In six weeks, Wallenberg had mastered the arithmetic of the Final Solution which had eluded the Allies for six years.
Had the Schutzpass been Wallenberg’s only contribution to history, he might have merited the Nobel Peace Price for which Wiesenthal keeps nominating him on the assumption that he is still alive until proven dead. ‘He developed as a hero from the moment he was sent to save lives,’ says Simon. ‘Soon, helping others became for him more meaningful than his own life. Many times he risked his life. Eichmann tried a few times to kill him, but he could also have been killed whenever a transport of people was going out and he, with his great courage, would follow the transport in his car. When the transport stopped at a station, he would go to the prisoners and pass out as many Swedish protection passports as he had. Then he would race ahead to the next station and, when the transport arrived, make a scandal for the SS about their deporting Swedish citizens. In that way, he saved thousands from odds that were ninety-nine to one . . .’
‘Against them?’ he is asked.
‘Against him,’ Wiesenthal clarifies, for hope was less than even one in a thousand for Hungarian deportees in the Holocaust’s final fury: no more ‘selections’ awaited them at Auschwitz, where they were sent directly to death. And Wiesenthal wonders rhetorically: ‘What
did a second secretary of a little land like Sweden matter to an SS man or a Hungarian Nazi with gallons of blood on his hands already? Wallenberg’s only weapons were that official-looking Schutzpass and his personal courage.’
There are many accounts of Raoul rushing to assembly points for deportations and asking, ‘Who here has Swedish papers?’ Sometimes people without passes would hold up driver’s licences, prescriptions, or other Hungarian documents the Germans couldn’t read. Wallenberg would issue Schutzpässe and then proclaim their rights before the ink was dry.
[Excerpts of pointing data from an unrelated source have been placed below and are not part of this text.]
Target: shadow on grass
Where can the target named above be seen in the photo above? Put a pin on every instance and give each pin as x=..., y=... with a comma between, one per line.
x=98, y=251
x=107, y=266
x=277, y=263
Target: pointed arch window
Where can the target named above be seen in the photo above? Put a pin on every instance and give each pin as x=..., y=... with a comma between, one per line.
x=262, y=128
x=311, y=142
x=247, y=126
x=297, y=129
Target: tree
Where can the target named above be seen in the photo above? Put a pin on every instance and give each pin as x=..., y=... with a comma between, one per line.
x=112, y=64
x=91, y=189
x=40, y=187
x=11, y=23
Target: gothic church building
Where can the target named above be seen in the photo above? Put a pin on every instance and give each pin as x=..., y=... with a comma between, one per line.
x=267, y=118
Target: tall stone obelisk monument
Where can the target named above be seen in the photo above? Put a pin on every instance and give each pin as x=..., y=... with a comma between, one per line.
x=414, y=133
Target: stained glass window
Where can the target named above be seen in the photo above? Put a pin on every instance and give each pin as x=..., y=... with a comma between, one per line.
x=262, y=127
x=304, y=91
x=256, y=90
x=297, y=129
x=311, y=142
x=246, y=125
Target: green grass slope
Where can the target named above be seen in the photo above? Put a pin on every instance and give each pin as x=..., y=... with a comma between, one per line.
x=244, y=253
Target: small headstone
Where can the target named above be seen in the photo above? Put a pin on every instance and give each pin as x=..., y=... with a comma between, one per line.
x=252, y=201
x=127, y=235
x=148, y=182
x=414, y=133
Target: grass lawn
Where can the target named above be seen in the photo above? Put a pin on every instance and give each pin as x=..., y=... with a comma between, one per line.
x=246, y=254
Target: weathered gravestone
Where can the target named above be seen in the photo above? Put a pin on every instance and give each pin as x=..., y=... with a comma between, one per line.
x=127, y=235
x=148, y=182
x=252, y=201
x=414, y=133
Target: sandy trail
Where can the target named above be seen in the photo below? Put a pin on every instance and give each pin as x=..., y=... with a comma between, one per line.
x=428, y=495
In the summer of 1944, Dr Alice Breuer was in Kistarca, a collection camp for Jews ticketed for Auschwitz. ‘Suddenly,’ she recalls, ‘a guard came and ordered me to come along. He said I was to be released. I didn’t believe him, but when I arrived at the camp exit, a car with Hungarian police was waiting. I was taken, together with three others, to the Swedish Embassy in Budapest. There I met Raoul Wallenberg for the first time. He offered me chocolate, handed me a large document, and explained that I was now a Swedish citizen with nothing to fear from the Germans and the Hungarian Nazis. “Remember that your connection with Sweden is AB Kanthal Hallstahammar,” he said. “This is important. Don’t forget it. Now hurry home to your husband and his parents. They are waiting for you.”’
Rarely was his intervention so indirect. More than once, he stood on the roof of an outbound freight train passing out Schutzpässe to all within reach while the engineer sounded his whistle impatiently. At least once, German soldiers fired warning shots in the air. One jolt of the engine, one flinch by Raoul, one stray bullet, and he would have perished then and there. Sometimes he stepped in front of German guns, placing his own body between Jews and deportation. More than once, he was manhandled by guards and threatened with worse, but he would not stop. Nobody had ever seen such a man!